As I’m sure you’re aware, spiders are the bad-asses of the Arthropod world. They sit around in their nests and webs and eat insects like they’re going out of style. Of the 40,000 species of spider, Tarantulas (Family Theraphosidae) are probably the most well known and feared. Most people in their right mind will not screw with a Tarantula, but the Species of the Week is not a person. Its a big fucking wasp.
Tarantula Hawk Wasps (Genus Pepsis) enjoy long flights on the beach, wildflowers, shopping for the latest aposematic fashions, and laying eggs in the bodies of paralyzed male Tarantulas. They make short work of unsuspecting Tarantulas by stinging and injecting them with powerful venom:
[youtube]http://www.youtube.com/watch?v=D56lxph_WlI&mode=related&search=[/youtube]

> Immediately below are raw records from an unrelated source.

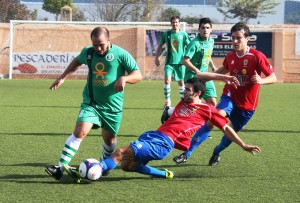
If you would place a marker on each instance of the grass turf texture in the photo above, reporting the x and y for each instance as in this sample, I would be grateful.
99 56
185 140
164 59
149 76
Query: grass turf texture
35 123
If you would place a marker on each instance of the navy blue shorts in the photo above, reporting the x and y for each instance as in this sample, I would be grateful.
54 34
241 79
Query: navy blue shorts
238 118
151 145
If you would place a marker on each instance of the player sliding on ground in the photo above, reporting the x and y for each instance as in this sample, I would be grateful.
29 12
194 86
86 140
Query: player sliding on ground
188 116
238 104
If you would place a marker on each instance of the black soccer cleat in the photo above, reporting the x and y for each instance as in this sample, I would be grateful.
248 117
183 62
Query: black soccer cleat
182 158
214 160
54 171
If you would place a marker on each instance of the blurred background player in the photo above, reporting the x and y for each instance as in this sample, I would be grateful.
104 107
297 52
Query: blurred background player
197 58
238 104
103 94
176 41
186 118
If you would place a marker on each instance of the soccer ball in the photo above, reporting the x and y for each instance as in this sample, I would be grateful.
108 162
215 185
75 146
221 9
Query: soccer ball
90 169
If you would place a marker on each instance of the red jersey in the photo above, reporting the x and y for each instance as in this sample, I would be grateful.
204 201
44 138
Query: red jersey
243 67
187 119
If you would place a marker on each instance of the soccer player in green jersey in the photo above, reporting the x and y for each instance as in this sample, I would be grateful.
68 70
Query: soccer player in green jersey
102 95
176 41
197 58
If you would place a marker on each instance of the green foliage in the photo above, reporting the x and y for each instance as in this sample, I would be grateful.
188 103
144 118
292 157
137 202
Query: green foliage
293 17
190 20
35 123
13 10
125 10
245 9
54 6
168 13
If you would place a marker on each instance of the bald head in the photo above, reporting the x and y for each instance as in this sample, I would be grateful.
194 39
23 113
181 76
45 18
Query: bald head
99 31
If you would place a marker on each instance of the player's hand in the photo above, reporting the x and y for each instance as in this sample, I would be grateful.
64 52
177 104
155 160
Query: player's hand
120 84
231 80
157 62
252 149
256 78
56 84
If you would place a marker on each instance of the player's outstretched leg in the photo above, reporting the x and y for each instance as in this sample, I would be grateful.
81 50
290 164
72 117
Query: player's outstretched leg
215 158
148 170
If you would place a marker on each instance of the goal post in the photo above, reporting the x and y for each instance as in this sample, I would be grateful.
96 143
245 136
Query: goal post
43 49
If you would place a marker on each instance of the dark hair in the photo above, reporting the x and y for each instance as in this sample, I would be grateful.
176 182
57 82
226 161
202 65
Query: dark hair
97 31
174 18
204 21
241 26
198 84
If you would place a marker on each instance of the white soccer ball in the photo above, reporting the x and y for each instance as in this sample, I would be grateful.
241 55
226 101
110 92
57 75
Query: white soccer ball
90 169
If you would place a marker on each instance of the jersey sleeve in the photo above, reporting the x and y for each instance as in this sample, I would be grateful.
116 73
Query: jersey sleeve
264 64
191 50
128 62
188 39
217 119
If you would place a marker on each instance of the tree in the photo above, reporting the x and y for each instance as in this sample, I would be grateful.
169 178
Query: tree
246 9
168 13
54 6
124 10
13 10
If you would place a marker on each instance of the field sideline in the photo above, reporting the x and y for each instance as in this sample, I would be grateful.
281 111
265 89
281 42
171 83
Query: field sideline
35 123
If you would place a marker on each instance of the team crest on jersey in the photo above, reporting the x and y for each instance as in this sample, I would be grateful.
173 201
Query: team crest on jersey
109 57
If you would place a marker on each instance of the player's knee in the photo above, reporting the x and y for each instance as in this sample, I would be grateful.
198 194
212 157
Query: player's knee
127 166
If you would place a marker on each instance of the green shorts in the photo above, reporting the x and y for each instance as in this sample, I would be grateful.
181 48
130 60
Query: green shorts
177 69
210 90
110 121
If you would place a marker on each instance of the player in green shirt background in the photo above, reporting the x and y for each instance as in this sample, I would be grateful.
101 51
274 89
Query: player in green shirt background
176 41
102 96
197 57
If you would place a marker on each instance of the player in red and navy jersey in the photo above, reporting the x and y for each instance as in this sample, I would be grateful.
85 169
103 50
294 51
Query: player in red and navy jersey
238 104
188 116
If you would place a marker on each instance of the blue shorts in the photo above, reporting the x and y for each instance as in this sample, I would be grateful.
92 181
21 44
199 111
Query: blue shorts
238 118
151 145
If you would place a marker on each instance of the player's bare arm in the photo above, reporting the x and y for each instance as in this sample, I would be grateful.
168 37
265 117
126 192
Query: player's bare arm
212 65
158 51
263 81
132 78
72 67
187 62
233 136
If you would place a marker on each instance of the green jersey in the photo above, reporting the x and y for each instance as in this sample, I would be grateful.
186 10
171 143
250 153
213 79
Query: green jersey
106 70
176 43
199 52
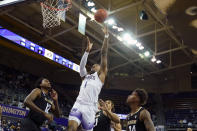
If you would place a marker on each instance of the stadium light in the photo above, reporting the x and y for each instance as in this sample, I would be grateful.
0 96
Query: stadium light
120 29
111 21
131 41
115 27
141 55
138 44
147 53
119 38
126 37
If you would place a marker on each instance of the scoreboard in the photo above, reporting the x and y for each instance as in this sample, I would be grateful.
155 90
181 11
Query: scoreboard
37 49
9 2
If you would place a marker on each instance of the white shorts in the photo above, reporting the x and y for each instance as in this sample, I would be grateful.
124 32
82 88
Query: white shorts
84 114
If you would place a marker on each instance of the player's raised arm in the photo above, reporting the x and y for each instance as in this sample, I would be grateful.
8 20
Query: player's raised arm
104 51
83 71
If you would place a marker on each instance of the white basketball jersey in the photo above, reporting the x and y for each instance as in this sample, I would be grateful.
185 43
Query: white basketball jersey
90 89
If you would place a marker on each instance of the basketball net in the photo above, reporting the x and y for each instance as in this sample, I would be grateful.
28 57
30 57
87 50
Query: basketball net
52 10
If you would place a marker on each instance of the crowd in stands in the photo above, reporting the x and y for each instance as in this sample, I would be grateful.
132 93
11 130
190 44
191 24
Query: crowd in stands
182 110
15 85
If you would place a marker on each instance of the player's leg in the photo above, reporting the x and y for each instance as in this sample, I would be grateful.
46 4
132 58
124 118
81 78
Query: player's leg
75 117
29 125
88 118
72 125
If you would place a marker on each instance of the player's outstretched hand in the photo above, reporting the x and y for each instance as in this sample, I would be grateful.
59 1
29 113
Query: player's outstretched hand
49 117
104 106
54 95
105 30
89 45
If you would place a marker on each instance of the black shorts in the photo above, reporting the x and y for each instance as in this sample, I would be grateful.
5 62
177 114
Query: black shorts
29 125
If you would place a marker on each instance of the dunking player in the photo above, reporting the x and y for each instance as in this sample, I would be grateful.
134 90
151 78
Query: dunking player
139 119
40 101
85 107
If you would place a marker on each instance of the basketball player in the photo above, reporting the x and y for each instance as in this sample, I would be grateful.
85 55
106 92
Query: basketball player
105 117
85 107
139 119
40 101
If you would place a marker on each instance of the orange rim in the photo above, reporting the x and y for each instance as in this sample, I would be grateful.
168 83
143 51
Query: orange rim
52 8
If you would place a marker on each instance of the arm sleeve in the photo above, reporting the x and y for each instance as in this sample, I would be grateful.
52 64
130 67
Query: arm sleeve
83 71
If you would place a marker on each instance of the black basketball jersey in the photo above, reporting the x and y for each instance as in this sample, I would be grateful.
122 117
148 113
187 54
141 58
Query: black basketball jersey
44 103
134 123
102 122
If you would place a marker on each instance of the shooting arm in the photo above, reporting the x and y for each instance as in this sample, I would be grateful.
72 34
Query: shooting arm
113 116
117 127
56 109
145 115
83 71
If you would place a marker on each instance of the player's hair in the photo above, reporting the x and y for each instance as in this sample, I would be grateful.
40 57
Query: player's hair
143 95
112 104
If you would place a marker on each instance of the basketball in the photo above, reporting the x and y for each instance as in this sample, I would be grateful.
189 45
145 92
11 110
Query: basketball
101 15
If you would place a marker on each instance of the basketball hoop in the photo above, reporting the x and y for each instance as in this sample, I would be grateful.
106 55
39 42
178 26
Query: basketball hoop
52 10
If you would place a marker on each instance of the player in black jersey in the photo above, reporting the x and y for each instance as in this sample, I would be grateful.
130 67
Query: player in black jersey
139 119
40 101
105 117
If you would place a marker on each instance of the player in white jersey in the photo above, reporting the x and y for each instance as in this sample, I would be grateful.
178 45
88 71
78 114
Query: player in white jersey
85 107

Tarantula’s aren’t the only thing Pepsis wasps sting. In fact, they have the #2 most painful sting in the world according to the Schmidt Sting Pain Index. Schmidt, on the experience of being stung by a Pepsis wasp:
Blinding, fierce, shockingly electric. A running hair drier has been dropped into your bubble bath (if you get stung by one you might as well lie down and scream).

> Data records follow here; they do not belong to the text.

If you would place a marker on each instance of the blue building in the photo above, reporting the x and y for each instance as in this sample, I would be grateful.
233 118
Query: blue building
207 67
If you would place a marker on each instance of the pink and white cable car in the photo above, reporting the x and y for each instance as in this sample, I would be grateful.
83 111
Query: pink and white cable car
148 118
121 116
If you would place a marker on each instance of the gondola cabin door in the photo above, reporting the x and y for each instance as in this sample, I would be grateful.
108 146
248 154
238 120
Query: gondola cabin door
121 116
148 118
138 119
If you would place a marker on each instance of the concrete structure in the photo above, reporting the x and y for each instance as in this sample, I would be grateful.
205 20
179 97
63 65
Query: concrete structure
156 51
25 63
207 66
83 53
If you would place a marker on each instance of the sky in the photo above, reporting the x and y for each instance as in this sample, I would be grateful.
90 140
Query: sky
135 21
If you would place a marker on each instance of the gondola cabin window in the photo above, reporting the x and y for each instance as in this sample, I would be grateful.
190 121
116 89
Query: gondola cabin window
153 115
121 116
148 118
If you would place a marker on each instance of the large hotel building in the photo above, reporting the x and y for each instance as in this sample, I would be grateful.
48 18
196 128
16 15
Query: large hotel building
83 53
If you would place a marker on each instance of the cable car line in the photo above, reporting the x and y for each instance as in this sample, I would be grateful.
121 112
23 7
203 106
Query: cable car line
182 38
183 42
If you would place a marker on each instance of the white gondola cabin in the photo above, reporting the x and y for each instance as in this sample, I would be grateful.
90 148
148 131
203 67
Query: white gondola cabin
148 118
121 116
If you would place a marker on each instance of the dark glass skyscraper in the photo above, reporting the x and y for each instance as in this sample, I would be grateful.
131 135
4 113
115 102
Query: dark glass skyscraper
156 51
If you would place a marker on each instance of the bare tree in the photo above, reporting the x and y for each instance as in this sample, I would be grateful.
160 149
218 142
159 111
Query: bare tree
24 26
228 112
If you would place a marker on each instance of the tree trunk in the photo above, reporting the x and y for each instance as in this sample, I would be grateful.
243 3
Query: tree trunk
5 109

Ye-ouch! Anyway, once a Pepsis egg is laid in a paralyzed Tarantula’s body it develops over time into a squirming larva. The larva will slowly eat the (still living!) Tarantula until it has sufficient nutrients with which to pupate, and become an adult.

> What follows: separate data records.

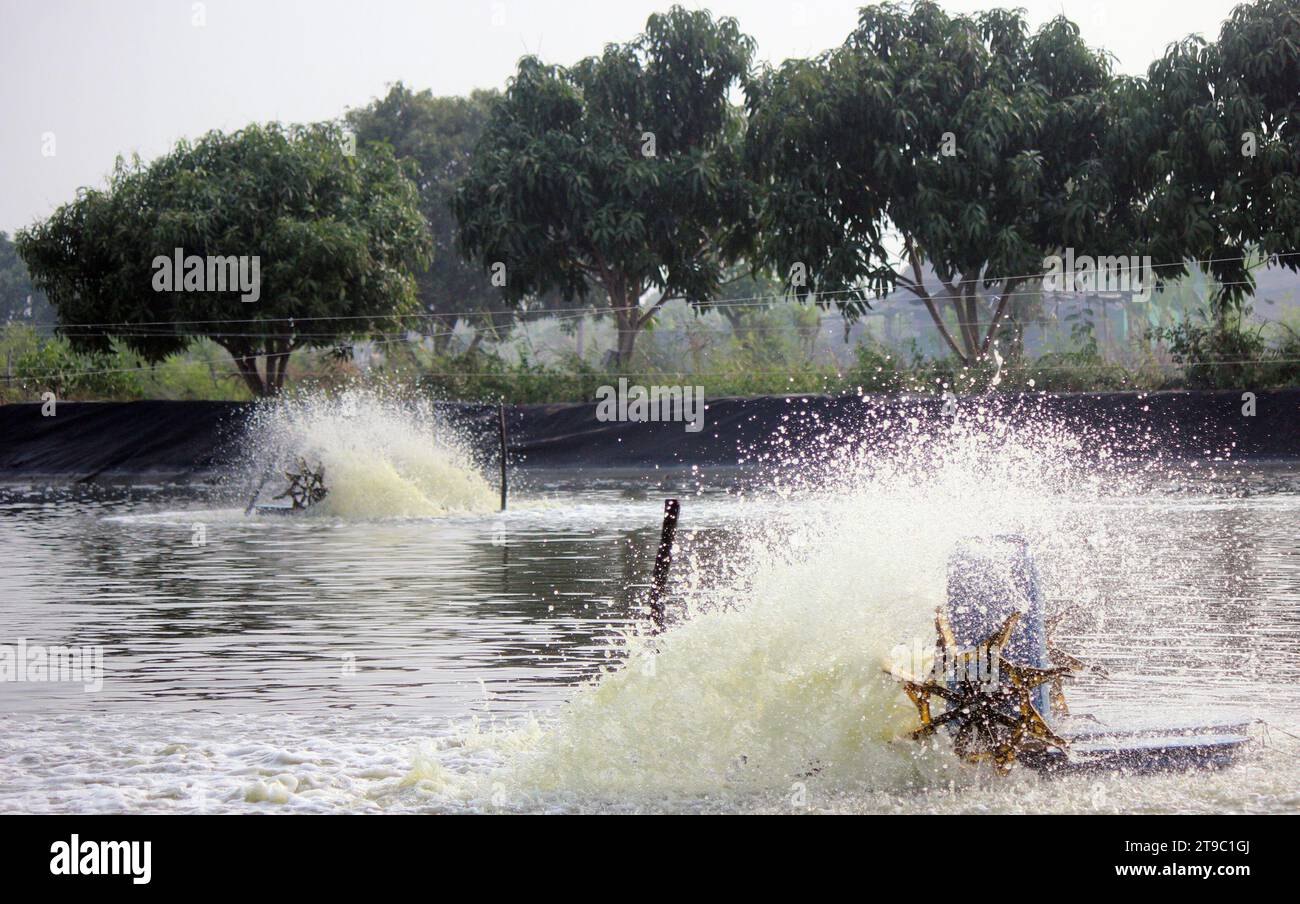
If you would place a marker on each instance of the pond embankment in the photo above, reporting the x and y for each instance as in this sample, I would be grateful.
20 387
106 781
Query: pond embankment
193 440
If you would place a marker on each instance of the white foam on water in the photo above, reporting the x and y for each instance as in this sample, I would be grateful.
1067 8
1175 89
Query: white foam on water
382 457
778 677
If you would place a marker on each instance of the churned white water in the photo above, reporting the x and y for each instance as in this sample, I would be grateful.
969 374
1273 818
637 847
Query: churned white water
416 651
381 457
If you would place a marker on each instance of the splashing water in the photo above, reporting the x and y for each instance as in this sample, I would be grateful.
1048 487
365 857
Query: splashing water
778 677
382 457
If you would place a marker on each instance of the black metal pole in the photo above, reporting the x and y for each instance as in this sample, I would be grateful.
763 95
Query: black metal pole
663 561
256 492
501 424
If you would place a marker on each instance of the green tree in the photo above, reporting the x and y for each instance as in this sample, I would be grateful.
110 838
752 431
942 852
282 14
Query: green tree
18 298
337 237
437 135
620 173
973 145
1221 163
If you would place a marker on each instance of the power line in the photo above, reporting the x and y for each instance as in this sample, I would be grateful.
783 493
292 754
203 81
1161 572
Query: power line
583 312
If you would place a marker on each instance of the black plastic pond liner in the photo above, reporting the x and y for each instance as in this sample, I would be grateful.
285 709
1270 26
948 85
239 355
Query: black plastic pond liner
194 440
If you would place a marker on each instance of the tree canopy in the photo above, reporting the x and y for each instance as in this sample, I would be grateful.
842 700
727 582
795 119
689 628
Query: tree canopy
622 172
337 237
978 146
437 135
18 298
1221 164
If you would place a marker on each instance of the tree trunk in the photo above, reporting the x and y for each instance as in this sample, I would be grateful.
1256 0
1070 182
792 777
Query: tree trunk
246 363
627 318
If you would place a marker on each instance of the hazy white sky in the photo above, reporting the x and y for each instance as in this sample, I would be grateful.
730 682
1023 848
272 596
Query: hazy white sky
109 77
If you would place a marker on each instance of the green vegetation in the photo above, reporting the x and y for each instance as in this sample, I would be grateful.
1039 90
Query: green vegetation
336 236
698 215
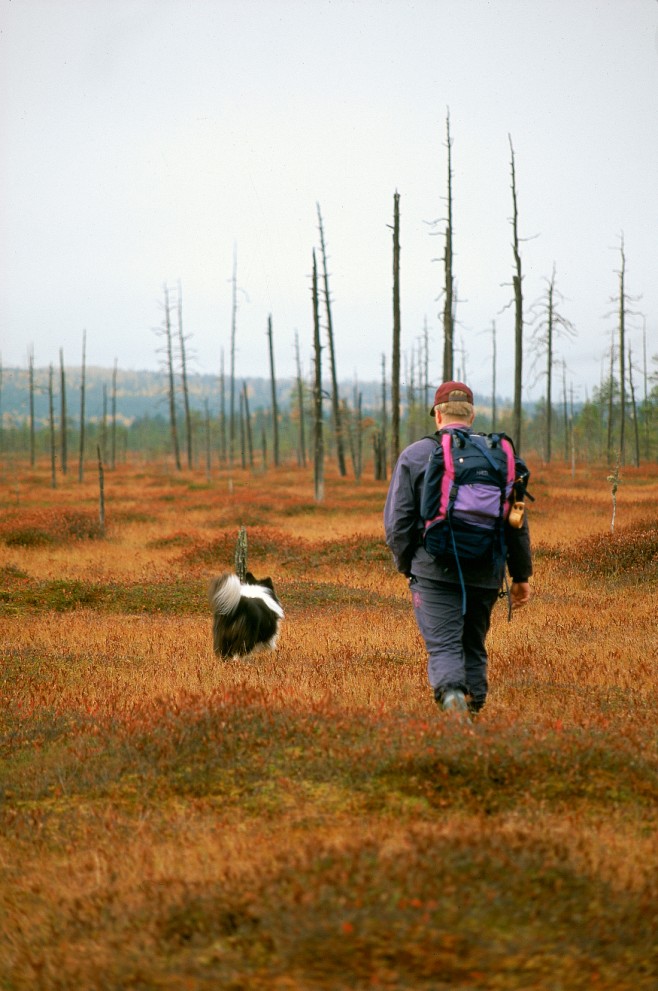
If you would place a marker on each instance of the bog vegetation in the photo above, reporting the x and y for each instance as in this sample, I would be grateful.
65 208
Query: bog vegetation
308 819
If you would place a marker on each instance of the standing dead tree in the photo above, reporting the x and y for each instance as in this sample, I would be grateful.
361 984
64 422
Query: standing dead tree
30 379
550 323
517 279
169 364
395 367
234 313
335 401
63 414
623 312
81 461
301 445
222 411
113 461
275 408
186 391
318 435
448 280
493 376
51 421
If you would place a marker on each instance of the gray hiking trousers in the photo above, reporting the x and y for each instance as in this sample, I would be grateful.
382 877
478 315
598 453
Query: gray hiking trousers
456 654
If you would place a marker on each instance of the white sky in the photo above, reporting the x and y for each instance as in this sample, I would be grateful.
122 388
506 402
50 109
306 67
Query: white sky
142 139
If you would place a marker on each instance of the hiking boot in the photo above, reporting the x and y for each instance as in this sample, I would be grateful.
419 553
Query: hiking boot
454 700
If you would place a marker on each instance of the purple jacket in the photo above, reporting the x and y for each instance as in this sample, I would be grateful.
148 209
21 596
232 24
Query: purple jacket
404 528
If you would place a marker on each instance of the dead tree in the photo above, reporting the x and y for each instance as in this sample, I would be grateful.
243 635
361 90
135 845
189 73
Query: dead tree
104 424
186 391
518 311
275 409
206 420
380 448
30 378
169 359
114 417
81 460
234 313
622 351
335 402
301 445
63 414
101 493
623 312
395 368
222 412
318 435
51 421
448 281
493 376
636 429
551 323
247 426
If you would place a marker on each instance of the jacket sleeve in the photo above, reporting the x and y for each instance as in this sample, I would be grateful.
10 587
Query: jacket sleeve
519 551
401 517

Now if that isn’t a gross life cycle, I don’t know what is. I’m really quite glad I live nowhere near these things, cool as they are.
Hope you enjoyed Species of the Week #1! Next week: monkey + (cat x raccoon) + bee = ???


September 26th, 2007 at 1:27 am
Question: Does the spider die before or after the pupate grows to an adult?
2nd Question: How do we stop this hellish beasts before they lay their eggs on us, and eat US alive?
TO ARMS!
September 26th, 2007 at 4:44 pm
From the Wikipedia article:
“The wasp larva, upon hatching, begins to suck the juices from the still-living spider. After the larva grows a bit, the spider dies and the larva plunges into the spider’s body and feeds, avoiding vital organs for as long as possible to keep it fresh.”
After this, the larva will spin a cocoon and transform into a pupa, most likely inside the body of the spider. So to answer your question: the spider probably surcomes to infection or loss of haemolymph (insect blood) after the larva plunges into its body.
2nd Question: Seeing as we are in Canada, the best way to avoid Pepsis wasps is to stay far above the 49th parallel
.
December 16th, 2008 at 10:45 pm
Freaky as this is, in the insect world it gets even freakier! In addition to venom, certain ichneumon wasps inject an AIDS-like virus into the host, to cripple the immune system long enough for the egg to hatch! These wasps have long ovipositors tipped with zinc and manganese to bore through inches of wood. As Commander Spock would say, “Fascinating!”
October 25th, 2009 at 9:50 pm
The pain index referred to is seriously flawed i.e., neglected aspect fallacies! No mention of giant Japanese hornet. No mention of Australian bulldog ant (30 stings said to be fatal, yet Brazilian natives put their hands into a glove containing hundreds of bullet ants, become delirious, but recover); it rates harvester ant as a 3, and equates the common red wasp as equal in pain (I have been hit by both—the wasp is easily the more severe, probably due to larger size). Cow killer ants (wingless wasps) are not mentioned and THAT is a glaring omission! It also fails to mention the giant cicada killer wasp whose sting is “one of the most severe of any insect” according to profile #294 of “Simon & Schuster’s Guide To Insects” 1981 finally the “index” fails to evaluate the sting of the puss caterpillar, which in addition to hellish agony causes considerable tissue destruction. The bullet ant on top? Not likely.
November 3rd, 2011 at 1:03 pm
You have a mixed bag of true and false information you are giving out here…. Double check your sources and check to see if they are even reliable.